Shoes matter little, by the way.  I see this on trail all the time, esp in winter.  Two people in identical boots walking an identical path, one can walk the path assuredly while the other slips or cannot do it without traction.


----------



## KC1996 (May 8, 2015)

Have either of you experienced either overly sweaty or dry feet causing slipping? It's easy to say 'balance and strength' if you've never had the problem.


----------



## Buka (May 8, 2015)

Soak in a hot tub before bed, or soak your feet in a bucket. Get them good and hydrated (wrinkled like prunes) put a moisturizer on your feet, wrap them in saran wrap and go to bed.

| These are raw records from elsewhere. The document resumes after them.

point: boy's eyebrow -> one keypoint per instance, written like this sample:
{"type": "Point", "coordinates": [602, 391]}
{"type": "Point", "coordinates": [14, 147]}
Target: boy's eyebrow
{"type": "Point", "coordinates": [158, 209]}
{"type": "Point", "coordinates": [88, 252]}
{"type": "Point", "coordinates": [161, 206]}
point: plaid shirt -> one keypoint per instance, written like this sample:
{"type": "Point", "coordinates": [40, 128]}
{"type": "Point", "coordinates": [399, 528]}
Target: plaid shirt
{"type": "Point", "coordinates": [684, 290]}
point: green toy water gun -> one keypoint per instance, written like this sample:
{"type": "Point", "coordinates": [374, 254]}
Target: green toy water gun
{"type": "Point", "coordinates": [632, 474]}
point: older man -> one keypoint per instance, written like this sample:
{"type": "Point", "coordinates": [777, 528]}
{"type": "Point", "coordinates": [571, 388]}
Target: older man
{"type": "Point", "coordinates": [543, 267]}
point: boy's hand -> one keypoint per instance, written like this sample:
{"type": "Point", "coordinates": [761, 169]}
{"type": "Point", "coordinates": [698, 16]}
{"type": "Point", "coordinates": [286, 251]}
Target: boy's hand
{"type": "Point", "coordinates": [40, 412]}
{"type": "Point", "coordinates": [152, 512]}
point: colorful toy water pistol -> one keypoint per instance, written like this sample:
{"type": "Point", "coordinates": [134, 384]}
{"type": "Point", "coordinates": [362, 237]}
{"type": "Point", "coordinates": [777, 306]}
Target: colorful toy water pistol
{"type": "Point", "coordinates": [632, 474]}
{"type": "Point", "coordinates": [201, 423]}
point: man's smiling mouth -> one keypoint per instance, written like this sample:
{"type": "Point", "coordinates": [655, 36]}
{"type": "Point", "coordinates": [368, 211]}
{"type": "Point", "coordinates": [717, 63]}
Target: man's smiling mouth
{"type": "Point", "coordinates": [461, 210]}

The next day you'll have the best traction those dry dogs have seen in a long time.


----------



## Dirty Dog (May 8, 2015)

KC1996 said:


> Have either of you experienced either overly sweaty or dry feet causing slipping? It's easy to say 'balance and strength' if you've never had the problem.



I started training in 1969. I think I can honestly say I've had soaking wet feet, bone dry feet, and everything in between.


----------



## Tez3 (May 8, 2015)

One of the worst surfaces I've trained on is non-slip gym floors. You end up with big blisters on the bottom of your feet.
I can't think of anything that will help other than I can say your feet get used to all sorts of surfaces after a while. We rarely ever trained on mats, they were used only for grappling, throws and such like.


----------



## Carol (May 8, 2015)

I train anything -- martial arts, kettle bells, jogging -- barefoot whenever possible.   That means managing the associated issues whenever possible.  And I hike 10-30 hours a week in all conditions....dry, rainy, muddy, icy, snowy.   If you fall during training, what happens?   Maybe you mess up a form.  Or get bruised.  Or your ego gets a little hurt.  If you slip in the mountains, what happens?  You could die. Or you could sustain an injury that makes you wish you were dead.  That's not an exaggeration.  Right now I have a 4 inch bruise on my thigh that was a result of losing my footing.   When your very life depends quite literally on how you step, it becomes something to take very seriously.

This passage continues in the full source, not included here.